SketchDeck Raises $1.7 Million More in Seed Funding

SketchDeck, a two-year-old, on-demand design service for marketing and sales teams, has raised $1.7 million in new funding. The round comes 10 months after the startup raised $500,000 from investors. Backers include Matrix Partners, Norwest Venture Partners, Foundation Capital, Blue Capital, Arnold Capital and Flight VC.

The appeal of SketchDeck — which passed through the Y Combinator program in the winter of 2014 — is easy to grasp. The now eight-person, Sunnyvale, Ca.-based outfit works with 100 freelance designers who create everything for customers from slide deck design (to save that last-minute presentation) to complete company rebrands.

SketchDeck’s pricing is transparent, too. Right now, most clients pay for explicit tiers of services, shelling out $600 per project on average, says the company.

SketchDeck is also trying to nudge more of its 600-plus customers into monthly subscriptions – with some apparent success.
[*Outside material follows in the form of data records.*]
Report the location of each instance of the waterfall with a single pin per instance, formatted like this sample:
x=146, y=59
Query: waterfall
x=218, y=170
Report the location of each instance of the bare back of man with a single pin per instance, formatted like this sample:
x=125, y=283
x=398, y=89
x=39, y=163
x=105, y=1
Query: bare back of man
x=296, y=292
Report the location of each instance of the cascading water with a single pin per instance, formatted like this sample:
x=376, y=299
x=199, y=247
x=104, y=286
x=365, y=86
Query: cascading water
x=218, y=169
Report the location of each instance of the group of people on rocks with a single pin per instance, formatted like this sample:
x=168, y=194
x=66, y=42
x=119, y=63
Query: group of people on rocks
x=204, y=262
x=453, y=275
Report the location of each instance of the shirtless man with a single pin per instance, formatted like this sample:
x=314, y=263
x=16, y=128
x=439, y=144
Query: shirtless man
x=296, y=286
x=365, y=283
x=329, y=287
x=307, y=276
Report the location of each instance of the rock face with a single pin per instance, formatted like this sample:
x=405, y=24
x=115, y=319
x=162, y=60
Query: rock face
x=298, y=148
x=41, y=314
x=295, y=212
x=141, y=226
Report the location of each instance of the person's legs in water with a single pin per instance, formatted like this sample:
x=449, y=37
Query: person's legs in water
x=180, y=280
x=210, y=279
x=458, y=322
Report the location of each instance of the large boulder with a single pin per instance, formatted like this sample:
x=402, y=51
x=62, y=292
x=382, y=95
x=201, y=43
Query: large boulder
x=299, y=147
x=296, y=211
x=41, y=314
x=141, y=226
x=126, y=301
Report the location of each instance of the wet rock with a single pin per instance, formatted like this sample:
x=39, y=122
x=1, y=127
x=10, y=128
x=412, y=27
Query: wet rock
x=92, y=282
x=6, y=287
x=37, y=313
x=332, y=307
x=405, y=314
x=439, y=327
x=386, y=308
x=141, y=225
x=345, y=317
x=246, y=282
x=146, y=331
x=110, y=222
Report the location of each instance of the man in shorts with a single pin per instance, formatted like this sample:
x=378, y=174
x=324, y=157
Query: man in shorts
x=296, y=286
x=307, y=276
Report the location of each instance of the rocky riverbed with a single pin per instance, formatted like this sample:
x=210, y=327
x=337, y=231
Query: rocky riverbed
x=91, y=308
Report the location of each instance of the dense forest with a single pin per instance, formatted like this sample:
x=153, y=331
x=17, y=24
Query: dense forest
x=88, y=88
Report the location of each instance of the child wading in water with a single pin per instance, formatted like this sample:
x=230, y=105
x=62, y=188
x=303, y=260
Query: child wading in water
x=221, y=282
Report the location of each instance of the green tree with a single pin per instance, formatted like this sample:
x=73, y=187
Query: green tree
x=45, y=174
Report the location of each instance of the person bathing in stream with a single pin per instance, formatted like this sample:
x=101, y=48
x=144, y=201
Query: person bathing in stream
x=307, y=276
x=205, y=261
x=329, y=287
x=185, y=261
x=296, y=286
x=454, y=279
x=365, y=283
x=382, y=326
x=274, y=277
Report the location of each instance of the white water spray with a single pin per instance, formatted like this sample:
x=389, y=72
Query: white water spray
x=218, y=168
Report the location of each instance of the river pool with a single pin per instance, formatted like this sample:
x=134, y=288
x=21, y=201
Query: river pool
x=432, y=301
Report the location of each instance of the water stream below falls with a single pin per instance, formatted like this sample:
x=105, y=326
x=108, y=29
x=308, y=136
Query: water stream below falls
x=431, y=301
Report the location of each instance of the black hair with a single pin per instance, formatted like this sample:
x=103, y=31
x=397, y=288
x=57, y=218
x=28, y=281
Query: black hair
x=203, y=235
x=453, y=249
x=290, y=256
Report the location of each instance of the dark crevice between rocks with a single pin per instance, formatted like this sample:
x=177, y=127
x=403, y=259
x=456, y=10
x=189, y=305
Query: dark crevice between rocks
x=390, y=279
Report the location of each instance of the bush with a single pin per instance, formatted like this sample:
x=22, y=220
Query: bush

According to co-founder and CEO Chris Finneral, about 35 percent of the company’s revenue now comes from clients who use to pay for individual projects but now use SketchDeck as their own design service. (Subscriptions start at $2,500 per month and the company expects to begin charging larger clients up to $20,000 a month in 2016.)

SketchDeck doesn’t collect a percentage from each of those transactions or subscriptions, as do many other freelance marketplaces. It instead pays its freelance designers an agreed-upon hourly rate.

Finneral says SketchDeck juggles these design projects through machine learning and suggests the technology has become one of SketchDeck’s biggest competitive advantages.

“How do you coordinate hundreds of concurrent projects and figure out who should work on what? That’s the real secret that’s been enabling us to scale,” he says. “We don’t need humans to figure out who to assign a project or how to get it done on time.”

A related advantage, he says: Unlike some online marketplaces, where a customer has to find the designer, as well as to try resolving issues with that person when expectations aren’t met, SketchDeck’s technology not only figures out the best designer for a job and how long it should take, but if anything goes awry, SketchDeck will bring on another designer to ensure a project remains on track.

The big question for the company’s investors might be whether SketchDeck continues improving on its current service, or if it has broader ambitions down the road to expand beyond the world of content design.

Perhaps unsurprisingly, SketchDeck wants to do both.”Design will be our focus for the next two years at least,” says Finneral, a former McKinsey consultant. “It’s an enormous, multibillion dollar market. But long term, I think about the various ways machine learning could apply to other types of virtual work. We do see ourselves as building a platform that can handle everything from a piece of analysis to an email campaign.”